Casemiro foi morto a tiros e Palhano sob tortura por homens do Destacamento de Operações de Informações (DOI), do 2º Exército, em 1971, sob o comando do coronel Carlos Alberto Brilhante Ustra Uma nova remessa de 250 amostras ósseas vai para Haia no começo de maio – a papelada sobre ela já havia sido assinada antes do decreto de Bolsonaro. Falta agora analisar cerca de 30% das caixas, onde foram detectados ossos de mais de um indivíduo misturados. “É preciso prorrogar o trabalho para analisar as ossadas restantes”, disse Eugênia.

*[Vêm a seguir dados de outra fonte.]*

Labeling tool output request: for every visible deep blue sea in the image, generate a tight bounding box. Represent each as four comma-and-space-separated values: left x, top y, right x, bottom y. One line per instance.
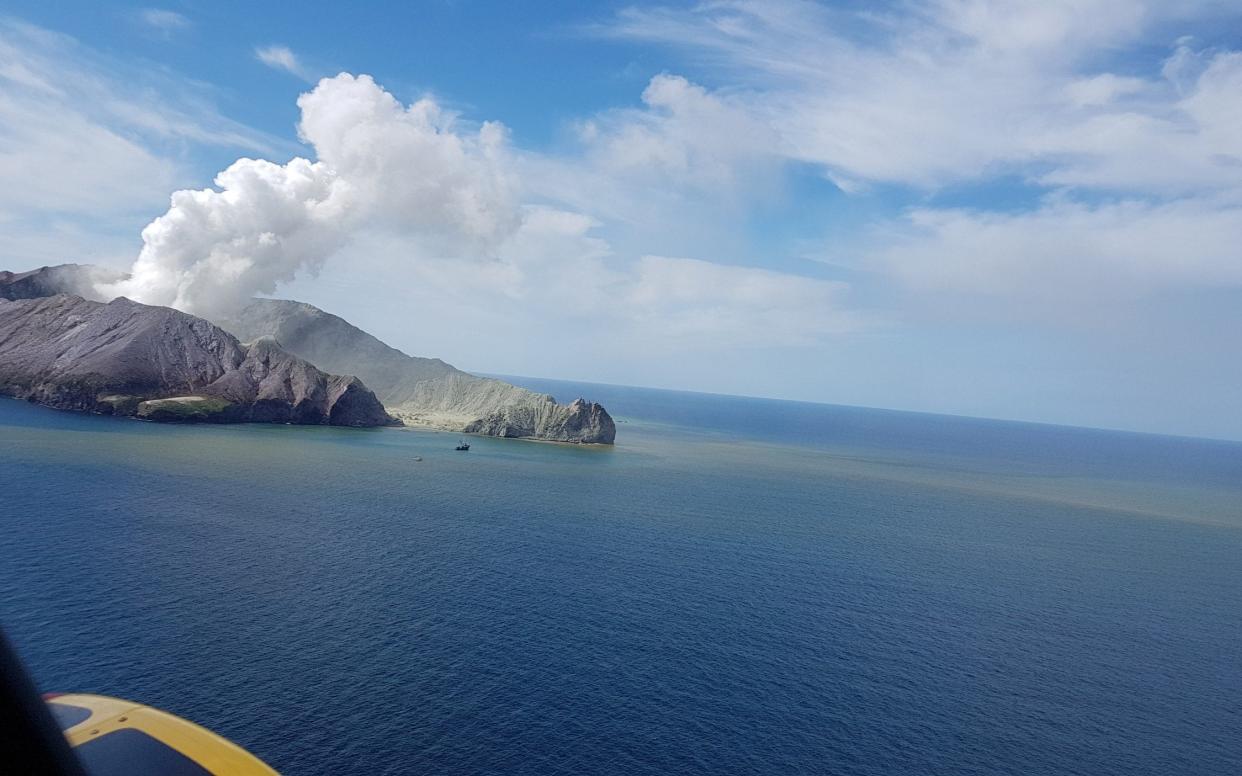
0, 380, 1242, 776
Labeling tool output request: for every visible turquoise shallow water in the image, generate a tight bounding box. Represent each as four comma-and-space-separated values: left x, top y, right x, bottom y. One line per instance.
0, 381, 1242, 775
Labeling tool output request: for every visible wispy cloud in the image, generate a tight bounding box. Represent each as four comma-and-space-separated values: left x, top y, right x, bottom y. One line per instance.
0, 21, 286, 266
255, 45, 314, 82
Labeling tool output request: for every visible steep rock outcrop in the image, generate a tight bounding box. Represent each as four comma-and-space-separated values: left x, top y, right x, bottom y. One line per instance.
0, 264, 616, 444
465, 396, 616, 442
0, 294, 392, 426
0, 264, 125, 300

“A decisão que acaba com os grupos é coerente com as homenagens que Bolsonaro presta ao coronel Ustra. Em vez de se esclarecer o passado, esse governo está interessado em glorificá-lo”, afirmou o jornalista Ivan Seixas. Ele tinha 16 anos quando foi preso em 1971 pelo DOI em companhia de seu pai, Joaquim Alencar Seixas. Ambos eram militantes do MRT.
“Vi meu pai ser torturado e morto no DOI sob o comando de Ustra, e fiquei seis anos preso.” Dois dos companheiros de Seixas estavam na vala de Perus. Trata-se de Denis Casemiro, assassinado sob tortura por policiais do Departamento de Ordem Política e Social (Dops), da Polícia Civil de São Paulo, e Dimas Casemiro.